A RangedSummarizedExperiment object with 666 rows and 3423 columns

  • Rows correspond to Infinium 450k probes

  • Columns correspond to samples

  • Methylation data from the assay are Beta values

  • Clinical information are stored in colData

  • Probe information (hg38 coordinates) are stored in rowRanges

Source

SKCM, LUAD, LUSC, COAD, ESCA, BRCA and HNSC methylation data were downloaded with TCGAbiolinks and subsetted to select probes located in CT genes promoter regions (see scripts/make_TCGA_CT_methylation.R for details).


Gene expression in TCGA samples

Description

Gene expression data in TCGA samples (tumor and peritumoral samples).

Format

A SummarizedExperiment object with 24350 rows and 4141 columns

  • Rows correspond to genes (ensembl_gene_id)

  • Columns correspond to samples

  • Expression data from the assay are TPM values

  • Clinical information are stored in colData

  • Genes information are stored in rowData

Details

  • The colData contains clinical data from TCGA as well as global hypomethylation levels obtained from paper DNA methylation loss promotes immune evasion of tumours with high mutation and copy number load from Jang et al., Nature Commun 2019 that were added (see inst/scripts/make_TCGA_TPM.R for details).

  • The rowData contains genes information and, for each gene, the percentage of tumors that are positive (TPM >= 10), and the percentage of tumors that are negative (TPM < 0.1).
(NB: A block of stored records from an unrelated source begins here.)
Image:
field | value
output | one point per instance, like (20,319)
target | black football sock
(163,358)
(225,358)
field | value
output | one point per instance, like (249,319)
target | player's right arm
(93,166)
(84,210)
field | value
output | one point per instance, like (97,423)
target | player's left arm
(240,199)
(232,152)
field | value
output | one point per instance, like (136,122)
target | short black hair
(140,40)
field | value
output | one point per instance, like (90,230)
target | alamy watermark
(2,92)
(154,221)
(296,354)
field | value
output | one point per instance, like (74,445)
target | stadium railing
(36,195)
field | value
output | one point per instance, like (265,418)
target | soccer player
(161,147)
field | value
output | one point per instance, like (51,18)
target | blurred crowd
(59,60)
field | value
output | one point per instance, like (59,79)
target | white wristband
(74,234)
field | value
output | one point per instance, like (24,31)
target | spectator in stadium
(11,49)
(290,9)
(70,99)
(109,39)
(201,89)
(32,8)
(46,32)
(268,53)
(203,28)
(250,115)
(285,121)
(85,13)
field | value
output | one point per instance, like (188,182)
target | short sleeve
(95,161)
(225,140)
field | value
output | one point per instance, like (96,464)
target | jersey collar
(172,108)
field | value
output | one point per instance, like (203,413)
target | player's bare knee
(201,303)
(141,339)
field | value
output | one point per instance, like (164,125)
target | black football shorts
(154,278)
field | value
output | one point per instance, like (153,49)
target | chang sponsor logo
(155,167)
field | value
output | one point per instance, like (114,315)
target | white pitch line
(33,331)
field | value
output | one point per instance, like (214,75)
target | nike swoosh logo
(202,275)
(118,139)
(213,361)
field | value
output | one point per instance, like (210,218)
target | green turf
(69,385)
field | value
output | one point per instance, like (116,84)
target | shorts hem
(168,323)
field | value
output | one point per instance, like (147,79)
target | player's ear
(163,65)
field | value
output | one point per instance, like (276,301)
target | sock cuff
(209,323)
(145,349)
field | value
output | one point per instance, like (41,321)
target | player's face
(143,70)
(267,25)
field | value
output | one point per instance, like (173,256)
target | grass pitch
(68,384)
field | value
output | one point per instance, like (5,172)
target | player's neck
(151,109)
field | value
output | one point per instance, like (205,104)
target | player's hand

In column TCGA_category, genes are labelled as "activated" when the percentage of positive tumors is > 0 and when at least 20% of tumors are negative. Genes are labelled as "not_activated" when the percentage of positive tumors is 0. Genes are labelled as "leaky" when less than 20% of tumors are negative.

Source

SKCM, LUAD, LUSC, COAD, ESCA, BRCA and HNSC expression data were downloaded with TCGAbiolinks (see scripts/make_TCGA_TPM.R for details).


Testis scRNAseq data

Description

Testis single cell RNAseq data from ⁠The adult human testis transcriptional cell atlas⁠ (Guo et al. 2018)

Format

A SingleCellExperiment object with 19777 rows and 6490 columns

  • Rows correspond to genes (gene names as rownames)

  • Columns correspond to testis cells

Details

Description of the colData:

  • Column nGene gives the number of distinct genes detected per cell.

  • Column nUMI gives the total UMI number per cell.

  • Column clusters gives cluster number defined in the Guo's paper.

  • Column type gives the testis cell type associated to the cluster number.

  • Column Donor gives the Donor origin of the cells.

Description of the rowData:

  • Column percent_pos_testis_germcells gives the percent of testis germ cells in wich the genes are detected (count > 0) (based on testis scRNAseq data).

  • Column percent_pos_testis_somatic gives the percent of testis somatic cells in wich the genes are detected (count > 0) (based on testis scRNAseq data).

  • Columntestis_cell_type specifies the testis cell-type showing the highest mean expression of each gene (based on testis scRNAseq data).

The rowData contains the testis_cell_type column, specifying the testis cell-type showing the highest mean expression of each gene.

Source

The count matrix GSE112013_Combined_UMI_table.txt.gz was downloaded from GEO (accession: GSE11201). Metadata correspond to TableS1 from the paper's supplemental data. The data were converted in a SingleCellExperiment (see ⁠scripts/13_make_testis_sce.R⁠ for details).